事件概要:2023年4月から全国で実施される「こども誰でも通園制度」は、親の就労状況に関係なく保育施設が一定時間利用できる政策です。京都市では先行して導入され、半年が経過した現在、制度利用者からは子どもの成長促進や保護者の精神的休息への貢献が評価されています。一方で、利用時間が月10時間に制限される現状が課題として顕著に浮上しています。例えば、南区の幼稚園では園側が課題を補填する形で独自に保護者負担で受け入れ対応を拡大しています。しかし、保育者不足や財政支援の不十分さが制度運営に影響しており、今後全国実施に向けた改善が求められています。

コメント:「こども誰でも通園制度」は、子どもの健全な成育環境と親の負担軽減を図る少子化対策として意義のある取り組みです。しかし、月10時間の利用上限や保育者不足という現状は、この制度の理念の実現を妨げる深刻な障壁です。
まず、国際的基準に比べても低水準な保育者配置を改善すべきです。具体的には、保育員数増加を促進するための賃金引き上げ、働きやすい環境整備、資格取得支援の拡充が求められます。また、施設単価の引き上げによる財政強化も不可欠であり、施設が十分に対応できる体制を整える必要があります。さらに、利用時間の上限を現実的な範囲に拡大することは、子どもの成長に直接寄与し、保護者の負担感や孤立感の軽減を促進します。「誰でも利用可能」と謳う政策である以上、その利用条件が適正でない現状は社会的公平性を著しく損なっています。制度の本質を活かすために必要な当局の迅速な改正と、現場の意見を真摯に取り入れる姿勢が期待されます。
ネットからのコメント
1、保育士20年目です。更に辞める保育士も出てくると思います。自分のためのリフレッシュもわかりますが、子どもは週6日も預けられて、1番リラックスできる家族の時間を削られている子もいると思います。預けてもらった以上、かわいがって保育をしますが、親の抱っこや愛情には絶対に叶いません。
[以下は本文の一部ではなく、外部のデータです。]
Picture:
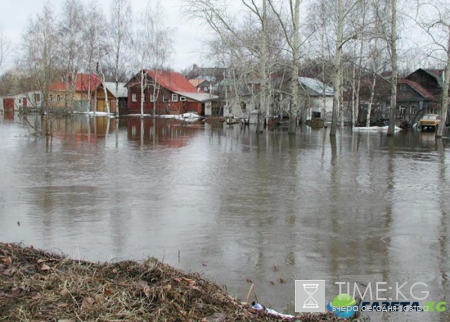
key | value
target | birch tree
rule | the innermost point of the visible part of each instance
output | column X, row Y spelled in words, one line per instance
column 292, row 37
column 152, row 45
column 337, row 67
column 94, row 35
column 437, row 29
column 39, row 53
column 226, row 27
column 394, row 66
column 5, row 47
column 120, row 41
column 70, row 38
月10時間も自分の時間を持てるなら十分ではないでしょうか?と感じてしまいます。
2、自分で自分のことができない年齢の子を預かるのは、事前準備や当日の人数に余裕が必要かなと思います。アレルギーや他人とのコミュニケーションがどれくらい取れるか、どんなお世話が必要か等事前に聞きたいこともあるし、記事のようにきっと知らない空間に泣きっぱなしでマンツーマン対応も多いはず。日々利用してない子どもを預かってもらえるのはありがたいですが、預かる側のキャパに余裕を作ってあげない事故に繋がるのではと心配です。
3、こども誰でも通園制度が1h300円で利用出来るから10h利用しても3000円。民間シッターやファミサポより安いと思う。私は都内に住んでるけどファミサポは1時間700円です。この制度は保育士不足の背景から月10hって上限が設けられているらしいので利用時間に不満があるなら民間シッターやファミサポも併用するべきかと思う。一方、子どもの成長に関して10hでは足りないというなら昼間フルで働いて子どもたちを保育時間マックスまで預けられる働き方に変えた方が良いと思う。
リフレッシュするためにこの制度を利用するのは良いと思うけど「成長がー!」と言うなら話が変わってくる気がする。何のための制度なのか今一度考えてみてほしい。
4、元保育士です。この制度は反対でしかありません。賛成してる保育士は誰もいませんでした。子ども真ん中制度? 知らない場所に親都合で連れてこられて、知らない人に抱っこされてご飯たべさせられ、ただただ泣くだけの数時間。そして在園児は自分たちの先生を知らない子にとられ、保育士だっていつもの保育にはできずにいる。預かったお子様をケガさせたり誤飲事故などがあっては大問題。在園児だって子どもです。真ん中にいさせなきゃダメです。 この制度でラッキーに思うのは預けてる親のみ。保育士だって不満があるけど国の政策だからやるしかない。保育士の給料があがるわけでもなく、不適切保育にならないようにするしかない。私は疲れて保育士辞めてしまいました。国は誰のために考えてるんだろう?リフレッシュする親のことのみですね。保育士の負担が増えるだけ。